Tak hanya uang, penggeledahan juga menemukan “bonus” lain yang tak kalah mengejutkan: dua pucuk senjata api beserta amunisinya. Hal ini makin memperumit kasus dan menimbulkan pertanyaan besar: apakah Topan Ginting punya izin untuk kepemilikan senjata api tersebut?
KPK Usut Tuntas Asal-Usul dan Aliran Dana
KPK tidak mau berhenti hanya pada temuan uang dan senjata. Lembaga antirasuah ini tengah bekerja keras melacak dari mana miliaran rupiah itu berasal, dan ke mana saja uang itu mengalir. Fokus utama penyelidikan adalah proyek-proyek infrastruktur yang dikelola Dinas PUPR Sumut, terutama proyek jalan di Mandailing Natal.
“Tentunya semua akan didalami baik asal-muasal dari uang tersebut ataupun uang tersebut nanti akan dialirkan ke mana,” tegas Juru Bicara KPK, Budi Prasetyo, saat memberikan keterangan pers. Ia juga menambahkan bahwa KPK akan terus melakukan penggeledahan di tempat-tempat lain yang diduga terkait dengan kasus ini demi mengumpulkan bukti-bukti yang lebih kuat.
Penyidik punya dugaan kuat bahwa uang tersebut adalah hasil suap atau gratifikasi yang diterima Topan Ginting dari pihak swasta yang terlibat dalam proyek jalan. Melacak aliran dana ini menjadi kunci untuk membuka tabir dan menyeret pihak-pihak lain yang terlibat dalam praktik korupsi ini.
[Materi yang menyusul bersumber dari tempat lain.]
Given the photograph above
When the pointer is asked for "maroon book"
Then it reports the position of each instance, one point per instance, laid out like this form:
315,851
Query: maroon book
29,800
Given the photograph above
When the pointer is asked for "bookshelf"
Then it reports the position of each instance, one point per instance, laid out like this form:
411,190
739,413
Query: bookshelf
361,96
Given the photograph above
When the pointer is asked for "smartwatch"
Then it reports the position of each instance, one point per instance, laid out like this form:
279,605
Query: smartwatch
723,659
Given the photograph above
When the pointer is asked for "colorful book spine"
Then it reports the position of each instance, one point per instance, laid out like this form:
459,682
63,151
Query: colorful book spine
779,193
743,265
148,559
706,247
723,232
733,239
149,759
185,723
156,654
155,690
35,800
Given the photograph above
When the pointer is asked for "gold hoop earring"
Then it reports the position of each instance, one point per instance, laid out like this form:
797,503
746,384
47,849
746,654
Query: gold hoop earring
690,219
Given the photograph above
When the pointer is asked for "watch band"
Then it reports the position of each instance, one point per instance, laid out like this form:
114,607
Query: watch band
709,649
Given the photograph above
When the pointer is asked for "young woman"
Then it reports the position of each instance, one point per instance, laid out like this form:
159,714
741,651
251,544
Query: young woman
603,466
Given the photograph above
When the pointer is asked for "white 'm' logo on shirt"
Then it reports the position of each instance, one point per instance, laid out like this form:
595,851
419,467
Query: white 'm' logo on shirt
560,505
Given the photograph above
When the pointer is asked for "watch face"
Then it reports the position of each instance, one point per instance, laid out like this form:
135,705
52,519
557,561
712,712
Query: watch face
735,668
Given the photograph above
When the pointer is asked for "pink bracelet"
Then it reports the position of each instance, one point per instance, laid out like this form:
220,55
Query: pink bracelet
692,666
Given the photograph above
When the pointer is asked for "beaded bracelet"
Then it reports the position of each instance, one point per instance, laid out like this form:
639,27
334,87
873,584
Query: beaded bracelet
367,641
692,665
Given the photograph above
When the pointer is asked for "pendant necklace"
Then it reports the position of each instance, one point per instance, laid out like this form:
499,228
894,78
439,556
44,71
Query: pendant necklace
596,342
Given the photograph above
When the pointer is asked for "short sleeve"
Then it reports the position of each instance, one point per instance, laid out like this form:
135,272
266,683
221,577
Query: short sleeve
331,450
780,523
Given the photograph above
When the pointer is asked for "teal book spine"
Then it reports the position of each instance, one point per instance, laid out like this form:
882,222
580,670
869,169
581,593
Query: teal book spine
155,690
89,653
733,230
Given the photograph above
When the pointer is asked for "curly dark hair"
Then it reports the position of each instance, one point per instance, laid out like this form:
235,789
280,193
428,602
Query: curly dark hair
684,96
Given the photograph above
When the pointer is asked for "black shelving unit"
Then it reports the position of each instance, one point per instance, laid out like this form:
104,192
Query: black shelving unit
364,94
Senjata Api Ikut Jadi Barang Bukti
Selain uang tunai, dua pucuk senjata api yang ditemukan di rumah Kadis PUPR juga menjadi perhatian serius. KPK sudah berkoordinasi dengan kepolisian untuk menyelidiki legalitas kepemilikan senjata api tersebut. Diketahui, senjata yang ditemukan adalah pistol baretta dengan 7 butir amunisi dan senapan angin dengan sejumlah amunisi air gun.
“Untuk jenisnya yang pertama pistol baretta dengan amunisi 7 butir dan jenis kedua senapan angin dengan jumlah amunisi air gun, sejumlah 2 pax,” urai Budi Prasetyo.
Kerja sama dengan kepolisian ini penting untuk memastikan apakah senjata api itu punya izin resmi dan digunakan sesuai aturan hukum yang berlaku. Jika ternyata ilegal, maka pemiliknya bisa dijerat pidana sesuai Undang-Undang Darurat Nomor 12 Tahun 1951.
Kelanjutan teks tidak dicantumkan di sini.